Febrero de 1979 es sinónimo de festejo para los fieles seguidores de los Beatles, casi una década después del fin del grupo. Ese mes, marcó el lanzamiento del primer álbum de George Harrison en más de dos años.
El LP homónimo coincidió con un período particularmente idílico. Uno que lo marcaba la estabilidad personal y la felicidad derivadas de su segundo matrimonio (con Olivia Trinidad Arias Harrison) y el nacimiento de su hijo Dhani el agosto anterior.
La vida del ex Beatle era tan buena que algunos fans empezaron a preguntarse si siquiera se molestaría en volver a la vida pública. Y mucho menos en componer y grabar nueva música. Al fin y al cabo, él era el «quiet one».
Pero ni siquiera Harrison, un hombre con múltiples aficiones y reacio a la prensa (entonces ocupado formando HandMade Films con el equipo de Monty Python, entre otros proyectos), pudo rechazar para siempre la llamada de su musa.
Así que, a principios de 1978, se puso a trabajar en su estudio casero en Friar Park, dándole forma con relajo a lo que se conoceríamos como el LP «George Harrison». Todo con la ayuda de amigos famosos como Steve Winwood y Eric Clapton, además del coproductor Russ Titelman y el compositor Gary Wright.
Lo que surgió fue un reflejo sonoro que cristalizó la felicidad (aunque ganada con esfuerzo) de Harrison. Esto, a través de canciones suaves como «Love Comes to Everyone», «Your Love Is Forever» y el sencillo principal «Blow Away».
Las canciones de George Harrison hacían un puente entre pasado y presente con una coherencia natural. Del pasado surgieron «Not Guilty» (un remanente del Álbum Blanco compuesto durante la infame estancia de la banda en la India). Y «Here Comes the Moon» (una secuela lírica de su «Here Comes the Sun» de Abbey Road).
Del presente, «Soft-Hearted Hana» (como muchos sonidos de fondo capturados en el pub local de Harrison) y «Faster» (con efectos de sonido que daban cuenta de su obsesión por las carreras de Fórmula 1).
En resumen, la mayoría de estas canciones quizá no generaron suficiente fanfarronería y entusiasmo rockero para algunos críticos.
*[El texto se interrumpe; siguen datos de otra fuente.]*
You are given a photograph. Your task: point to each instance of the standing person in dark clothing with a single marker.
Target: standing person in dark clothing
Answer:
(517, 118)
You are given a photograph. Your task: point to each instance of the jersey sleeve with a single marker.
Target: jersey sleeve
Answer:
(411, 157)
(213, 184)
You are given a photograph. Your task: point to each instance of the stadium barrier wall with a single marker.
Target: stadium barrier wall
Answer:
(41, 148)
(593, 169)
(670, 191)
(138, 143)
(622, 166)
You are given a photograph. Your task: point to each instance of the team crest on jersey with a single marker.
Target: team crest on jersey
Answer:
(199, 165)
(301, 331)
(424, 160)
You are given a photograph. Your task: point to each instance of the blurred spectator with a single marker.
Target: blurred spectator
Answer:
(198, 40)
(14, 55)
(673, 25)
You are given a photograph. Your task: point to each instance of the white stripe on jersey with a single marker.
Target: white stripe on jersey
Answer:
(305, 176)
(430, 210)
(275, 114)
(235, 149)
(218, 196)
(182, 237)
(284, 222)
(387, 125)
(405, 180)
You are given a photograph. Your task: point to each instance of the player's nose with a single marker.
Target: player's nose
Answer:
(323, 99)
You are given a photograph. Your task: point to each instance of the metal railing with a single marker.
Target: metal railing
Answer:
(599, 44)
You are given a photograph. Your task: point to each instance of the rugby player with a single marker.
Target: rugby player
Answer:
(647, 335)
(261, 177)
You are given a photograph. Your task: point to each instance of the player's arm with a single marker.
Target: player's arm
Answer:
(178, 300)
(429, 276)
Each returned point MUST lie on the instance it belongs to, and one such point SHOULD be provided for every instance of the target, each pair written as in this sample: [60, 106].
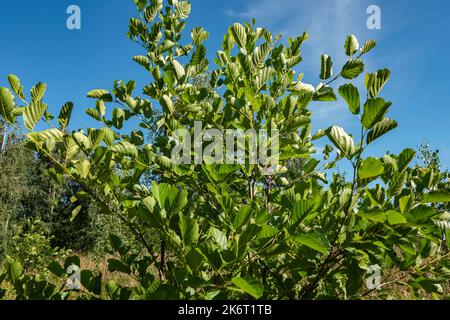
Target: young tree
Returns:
[241, 229]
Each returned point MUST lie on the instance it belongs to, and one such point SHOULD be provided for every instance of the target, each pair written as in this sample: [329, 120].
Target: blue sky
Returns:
[413, 42]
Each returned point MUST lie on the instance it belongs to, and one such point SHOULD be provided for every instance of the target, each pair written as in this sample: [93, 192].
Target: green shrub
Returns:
[232, 230]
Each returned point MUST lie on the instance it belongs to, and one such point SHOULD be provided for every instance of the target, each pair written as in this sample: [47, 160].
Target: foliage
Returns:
[229, 230]
[32, 247]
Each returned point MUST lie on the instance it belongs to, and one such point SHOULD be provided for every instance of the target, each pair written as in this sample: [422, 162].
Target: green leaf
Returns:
[65, 114]
[14, 82]
[38, 91]
[143, 61]
[237, 32]
[45, 135]
[352, 69]
[341, 140]
[373, 215]
[260, 54]
[324, 93]
[251, 286]
[422, 213]
[179, 69]
[316, 241]
[351, 95]
[405, 158]
[182, 9]
[152, 10]
[220, 238]
[82, 167]
[351, 45]
[369, 45]
[167, 104]
[195, 258]
[75, 212]
[100, 94]
[380, 128]
[439, 196]
[199, 35]
[395, 218]
[55, 268]
[375, 81]
[140, 4]
[370, 168]
[93, 283]
[33, 114]
[326, 69]
[198, 56]
[189, 230]
[125, 148]
[118, 117]
[7, 105]
[374, 111]
[15, 271]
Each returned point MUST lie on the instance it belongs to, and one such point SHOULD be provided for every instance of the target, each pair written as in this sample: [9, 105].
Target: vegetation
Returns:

Pero llegaron directo a los fans de Harrison. Desafortunadamente, no podía durar.
Nuevos juicios, tanto triviales como significativos, se avecinaban. Ninguno más doloroso y traumático que el asesinato de John Lennon, apenas dos años después. En ese sentido, «George Harrison» puede ser visto como el último aliento de inocencia exhalado antes de que esa tragedia cubriera con un manto negro el sueño tecnicolor de Harrison y los Beatles para siempre.